Otra nieta recuperó su identidad
Las
Abuelas de Plaza de Mayo comunicamos con alegría que el pasado 27 de mayo se
restituyó la identidad de otra nieta nacida en cautiverio, Laura Ruiz Dameri. Se
trata de la hija de Silvia Beatriz María Dameri y Orlando Antonio Ruiz, nacida
en agosto de 1980 durante el cautiverio de su madre en la Escuela de Mecánica de
la Armada (ESMA). El matrimonio fue secuestrado cuando Silvia estaba embarazada
de cinco meses, junto a sus dos hijos Marcelo y María de las Victorias, ambos
localizados por Abuelas de Plaza de Mayo en 1989 y 2000, respectivamente.

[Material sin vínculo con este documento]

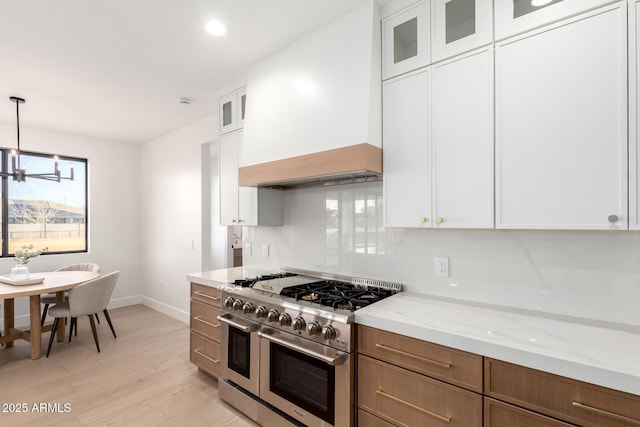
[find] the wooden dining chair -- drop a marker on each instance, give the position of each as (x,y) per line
(49,299)
(85,299)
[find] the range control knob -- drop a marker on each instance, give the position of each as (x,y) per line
(273,315)
(261,312)
(247,308)
(314,328)
(228,302)
(328,332)
(284,319)
(298,324)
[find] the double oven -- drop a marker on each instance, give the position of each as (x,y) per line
(287,361)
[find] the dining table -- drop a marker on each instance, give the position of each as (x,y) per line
(54,281)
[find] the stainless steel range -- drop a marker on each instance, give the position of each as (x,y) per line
(288,346)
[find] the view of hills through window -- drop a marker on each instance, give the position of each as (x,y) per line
(47,214)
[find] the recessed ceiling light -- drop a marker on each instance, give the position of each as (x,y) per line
(215,28)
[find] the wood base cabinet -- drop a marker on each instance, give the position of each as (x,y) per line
(392,393)
(500,414)
(205,329)
(563,398)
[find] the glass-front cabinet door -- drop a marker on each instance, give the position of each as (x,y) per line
(232,110)
(459,26)
(405,40)
(515,16)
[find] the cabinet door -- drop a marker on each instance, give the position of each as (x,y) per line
(405,40)
(462,141)
(459,26)
(242,105)
(634,117)
(407,158)
(228,158)
(228,120)
(561,125)
(515,16)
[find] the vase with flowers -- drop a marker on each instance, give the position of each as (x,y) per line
(23,255)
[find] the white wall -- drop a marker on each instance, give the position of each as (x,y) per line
(593,275)
(113,209)
(170,209)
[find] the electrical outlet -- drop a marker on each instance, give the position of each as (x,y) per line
(441,267)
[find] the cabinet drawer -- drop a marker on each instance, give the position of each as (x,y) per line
(205,353)
(205,294)
(570,400)
(204,319)
(365,419)
(500,414)
(447,364)
(404,397)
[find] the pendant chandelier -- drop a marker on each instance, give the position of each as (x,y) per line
(18,170)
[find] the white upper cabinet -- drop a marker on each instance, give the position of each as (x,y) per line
(561,125)
(228,167)
(244,205)
(231,111)
(405,40)
(516,16)
(459,26)
(319,93)
(407,154)
(438,145)
(462,141)
(634,117)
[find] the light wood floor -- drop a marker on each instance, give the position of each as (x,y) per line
(142,378)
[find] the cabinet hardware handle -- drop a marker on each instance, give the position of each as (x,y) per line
(423,359)
(444,418)
(206,296)
(200,319)
(605,413)
(197,351)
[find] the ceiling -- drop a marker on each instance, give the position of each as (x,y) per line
(116,69)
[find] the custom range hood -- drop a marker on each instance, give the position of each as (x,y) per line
(313,109)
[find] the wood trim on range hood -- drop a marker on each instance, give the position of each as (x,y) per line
(340,165)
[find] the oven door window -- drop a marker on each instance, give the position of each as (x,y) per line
(304,381)
(239,349)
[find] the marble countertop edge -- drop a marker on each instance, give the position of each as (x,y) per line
(398,318)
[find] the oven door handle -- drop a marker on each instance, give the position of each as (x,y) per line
(244,328)
(331,360)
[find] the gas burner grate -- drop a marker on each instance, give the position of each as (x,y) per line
(340,296)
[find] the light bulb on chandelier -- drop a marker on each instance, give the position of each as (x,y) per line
(19,171)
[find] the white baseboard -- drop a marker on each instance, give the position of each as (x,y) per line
(125,301)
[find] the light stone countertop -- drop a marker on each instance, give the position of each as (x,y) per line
(601,353)
(596,352)
(217,278)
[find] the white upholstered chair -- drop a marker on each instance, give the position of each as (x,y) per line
(85,300)
(49,299)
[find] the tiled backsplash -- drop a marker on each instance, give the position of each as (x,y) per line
(589,274)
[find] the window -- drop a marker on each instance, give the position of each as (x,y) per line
(46,214)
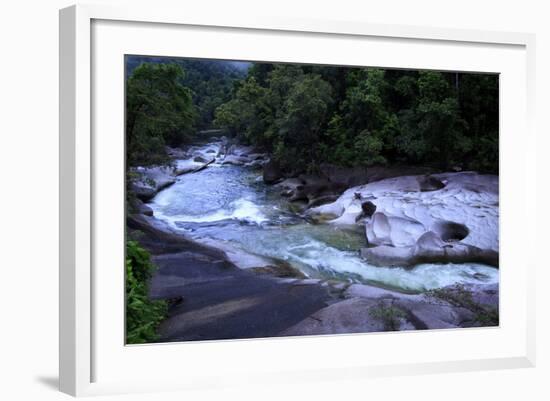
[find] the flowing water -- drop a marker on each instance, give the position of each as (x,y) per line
(232,204)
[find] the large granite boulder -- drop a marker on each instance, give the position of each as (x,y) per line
(450,217)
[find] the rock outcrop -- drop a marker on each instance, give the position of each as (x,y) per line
(444,218)
(365,308)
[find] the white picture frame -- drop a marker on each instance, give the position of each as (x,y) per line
(88,366)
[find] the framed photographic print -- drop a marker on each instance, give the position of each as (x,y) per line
(234,193)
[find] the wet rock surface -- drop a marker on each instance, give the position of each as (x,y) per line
(445,218)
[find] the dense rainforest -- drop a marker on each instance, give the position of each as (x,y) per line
(307,115)
(294,119)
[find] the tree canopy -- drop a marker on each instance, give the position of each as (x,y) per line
(308,115)
(159,112)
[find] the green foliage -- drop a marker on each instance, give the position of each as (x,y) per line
(211,82)
(159,112)
(142,314)
(308,115)
(459,296)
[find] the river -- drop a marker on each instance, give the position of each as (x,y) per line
(231,203)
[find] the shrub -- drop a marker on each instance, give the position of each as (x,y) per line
(143,315)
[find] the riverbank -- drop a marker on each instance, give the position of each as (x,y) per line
(221,291)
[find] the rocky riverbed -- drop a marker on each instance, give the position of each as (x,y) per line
(349,250)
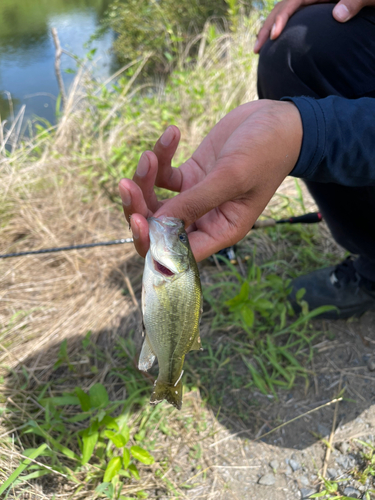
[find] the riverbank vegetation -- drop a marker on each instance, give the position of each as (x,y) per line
(74,409)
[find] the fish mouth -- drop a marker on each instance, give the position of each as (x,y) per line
(162,269)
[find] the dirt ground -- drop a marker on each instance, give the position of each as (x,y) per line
(237,461)
(286,463)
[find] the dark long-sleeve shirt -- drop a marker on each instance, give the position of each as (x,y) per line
(338,140)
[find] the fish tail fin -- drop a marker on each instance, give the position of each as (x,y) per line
(172,393)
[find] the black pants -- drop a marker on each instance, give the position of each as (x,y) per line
(317,56)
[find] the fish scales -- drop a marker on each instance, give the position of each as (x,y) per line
(171,306)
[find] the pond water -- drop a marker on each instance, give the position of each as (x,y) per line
(27,52)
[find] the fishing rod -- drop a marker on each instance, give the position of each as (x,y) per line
(309,218)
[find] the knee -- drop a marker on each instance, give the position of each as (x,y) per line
(287,64)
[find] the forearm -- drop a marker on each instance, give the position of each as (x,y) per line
(338,140)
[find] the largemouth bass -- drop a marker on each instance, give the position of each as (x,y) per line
(171,307)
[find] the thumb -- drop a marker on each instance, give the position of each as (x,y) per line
(346,9)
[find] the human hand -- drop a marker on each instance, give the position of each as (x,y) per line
(226,183)
(280,14)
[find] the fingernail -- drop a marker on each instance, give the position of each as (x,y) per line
(125,197)
(143,166)
(135,229)
(273,31)
(341,12)
(167,137)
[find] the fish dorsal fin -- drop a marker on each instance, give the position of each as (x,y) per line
(197,344)
(147,357)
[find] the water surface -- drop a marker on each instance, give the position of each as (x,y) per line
(27,52)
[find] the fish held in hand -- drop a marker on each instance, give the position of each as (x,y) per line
(171,307)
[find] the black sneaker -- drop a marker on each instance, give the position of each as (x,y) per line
(340,286)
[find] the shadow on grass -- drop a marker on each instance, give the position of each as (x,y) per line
(109,357)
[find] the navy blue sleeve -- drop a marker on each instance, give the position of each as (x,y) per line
(338,142)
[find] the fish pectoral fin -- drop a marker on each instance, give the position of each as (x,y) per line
(147,356)
(197,344)
(172,393)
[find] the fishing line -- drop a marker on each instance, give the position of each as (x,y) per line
(310,218)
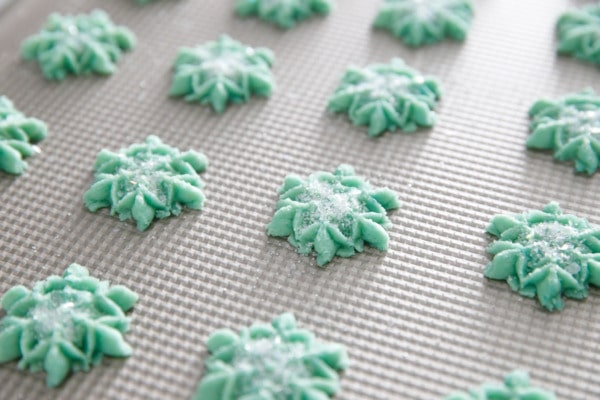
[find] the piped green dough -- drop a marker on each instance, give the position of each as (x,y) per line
(78,44)
(386,97)
(333,214)
(422,22)
(17,134)
(579,33)
(222,72)
(516,386)
(146,181)
(283,13)
(65,323)
(545,254)
(267,362)
(570,126)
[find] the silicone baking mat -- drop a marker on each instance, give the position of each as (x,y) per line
(420,320)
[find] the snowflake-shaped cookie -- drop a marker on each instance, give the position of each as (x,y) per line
(147,181)
(571,127)
(420,22)
(283,13)
(545,254)
(65,323)
(269,362)
(579,33)
(516,386)
(332,214)
(17,132)
(223,71)
(387,97)
(78,44)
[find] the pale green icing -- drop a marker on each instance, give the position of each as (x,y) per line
(570,126)
(421,22)
(221,72)
(146,181)
(271,362)
(386,97)
(516,386)
(283,13)
(17,133)
(78,44)
(65,323)
(546,254)
(333,214)
(579,33)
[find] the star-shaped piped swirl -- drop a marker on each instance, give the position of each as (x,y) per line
(283,13)
(17,133)
(546,254)
(147,181)
(421,22)
(65,323)
(571,127)
(333,214)
(271,362)
(78,44)
(579,33)
(516,386)
(220,72)
(387,97)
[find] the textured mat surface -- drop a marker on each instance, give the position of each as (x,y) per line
(419,321)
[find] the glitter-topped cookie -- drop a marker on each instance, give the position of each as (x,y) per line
(516,386)
(570,126)
(421,22)
(386,97)
(579,33)
(333,214)
(222,72)
(17,133)
(147,181)
(268,362)
(283,13)
(65,323)
(78,44)
(546,254)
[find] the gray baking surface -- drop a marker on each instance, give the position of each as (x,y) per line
(420,320)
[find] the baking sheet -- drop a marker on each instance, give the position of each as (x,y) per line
(420,320)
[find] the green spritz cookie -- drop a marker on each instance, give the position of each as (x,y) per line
(387,97)
(332,214)
(516,386)
(65,323)
(147,181)
(17,133)
(283,13)
(579,33)
(421,22)
(271,362)
(545,254)
(78,44)
(571,127)
(223,71)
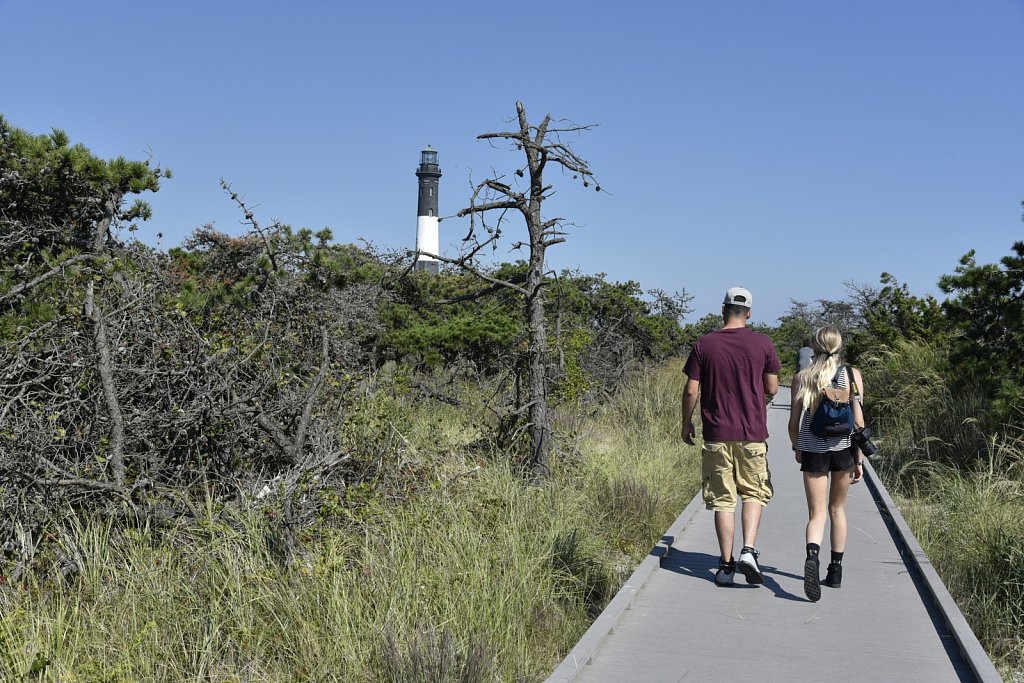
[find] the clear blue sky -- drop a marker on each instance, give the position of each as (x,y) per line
(739,142)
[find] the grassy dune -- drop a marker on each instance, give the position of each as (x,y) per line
(478,575)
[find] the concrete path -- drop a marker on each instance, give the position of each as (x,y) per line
(889,622)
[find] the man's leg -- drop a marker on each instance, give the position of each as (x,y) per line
(754,484)
(725,527)
(752,520)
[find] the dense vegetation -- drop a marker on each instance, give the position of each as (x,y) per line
(272,457)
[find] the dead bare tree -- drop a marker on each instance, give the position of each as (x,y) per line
(543,145)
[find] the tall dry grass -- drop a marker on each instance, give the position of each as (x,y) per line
(479,575)
(958,479)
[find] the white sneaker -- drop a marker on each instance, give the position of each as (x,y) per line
(726,572)
(749,565)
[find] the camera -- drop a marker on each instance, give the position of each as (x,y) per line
(862,439)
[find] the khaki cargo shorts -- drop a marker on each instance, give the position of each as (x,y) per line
(731,468)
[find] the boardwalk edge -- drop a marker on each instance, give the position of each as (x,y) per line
(974,654)
(588,645)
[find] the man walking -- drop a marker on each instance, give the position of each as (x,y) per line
(734,371)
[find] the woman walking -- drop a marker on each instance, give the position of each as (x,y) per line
(829,463)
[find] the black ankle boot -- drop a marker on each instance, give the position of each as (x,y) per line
(835,577)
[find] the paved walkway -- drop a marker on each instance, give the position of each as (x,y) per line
(889,622)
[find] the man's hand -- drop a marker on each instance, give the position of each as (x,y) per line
(688,432)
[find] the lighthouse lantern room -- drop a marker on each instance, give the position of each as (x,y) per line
(427,220)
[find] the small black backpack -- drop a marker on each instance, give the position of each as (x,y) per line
(834,416)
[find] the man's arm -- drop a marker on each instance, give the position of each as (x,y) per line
(689,402)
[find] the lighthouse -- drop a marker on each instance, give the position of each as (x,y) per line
(426,216)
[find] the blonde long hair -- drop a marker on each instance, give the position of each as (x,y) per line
(826,343)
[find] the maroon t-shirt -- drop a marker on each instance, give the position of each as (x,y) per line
(730,365)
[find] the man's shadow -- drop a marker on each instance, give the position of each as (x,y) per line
(702,566)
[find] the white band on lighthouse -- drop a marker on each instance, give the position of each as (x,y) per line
(426,238)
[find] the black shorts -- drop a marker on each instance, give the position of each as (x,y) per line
(833,461)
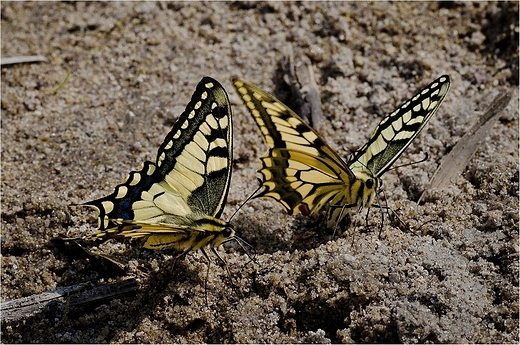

Desde hace tiempo las Abuelas teníamos la sospecha de que Laura era la hermana
que Marcelo y María de las Victorias estaban buscando, pero la joven, apropiada
por el ex prefecto Antonio Azic se negaba a realizarse el ADN para confirmar su
identidad. Felizmente, la titular del juzgado Federal Nº 1 de la Capital
Federal, María Romilda Servini de Cubría, ordenó realizar un procedimiento
judicial para obtener pruebas de ADN a través de objetos de Laura; y ayer, el
Banco Nacional de Datos Genéticos informó al juzgado que la joven incluye en un
99,999999999 % en la familia Ruiz-Dameri.
El cautiverio
Sobrevivientes de la ESMA vieron a toda la familia en este centro clandestino de
detención, donde permanecieron alrededor de tres meses. En agosto de 1980, en el
sector denominado "La Huevera", Silvia dio a luz una niña a quien llamó Laura,
con la atención del capitán médico Octavio Capdevilla (alias "Tomy") y de una
compañera de cautiverio. Más tarde, Silvia y los tres niños fueron trasladados a
la "Quinta de Pacheco" en la zona norte del Gran Buenos Aires que la Armada
utilizaba también como CCD. Desde ese momento se perdió su rastro y también el
de los padres que continúan desaparecidos.
Los padres
Silvia nació el 30 de octubre de 1948 en la ciudad de Buenos Aires. Orlando el
23 de enero de 1950 en la misma ciudad. Silvia y Orlando militaban en la
organización Montoneros. Sus compañeros la conocían como "Victoria" y a él como
"Carlos" o "Chicho". El 31 de octubre de 1976 nació Marcelo, el primer hijo de
la pareja. En 1977 se vieron obligados a exiliarse radicándose en Suiza. Allí
nació María de las Victorias el 25 de marzo de 1978. En 1979 viajaron a Cuba y a
comienzos de 1980 decidieron regresar al país. Toda la familia fue secuestrada
en mayo de 1980.
La restitución de Marcelo y María de las Victorias
Marcelo fue localizado por la Filial Córdoba de Abuelas de Plaza de Mayo. A
fines de 1980 el niño había sido abandonado en la Casa Cuna de Córdoba con un
cartel donde se mencionaba su nombre, tiempo después fue adoptado por la familia
Heinzmann. En febrero de 1989 se realizó los análisis inmunogenéticos y en
agosto de 1990 los resultados confirmaron que se trataba de Marcelo Ruiz Dameri.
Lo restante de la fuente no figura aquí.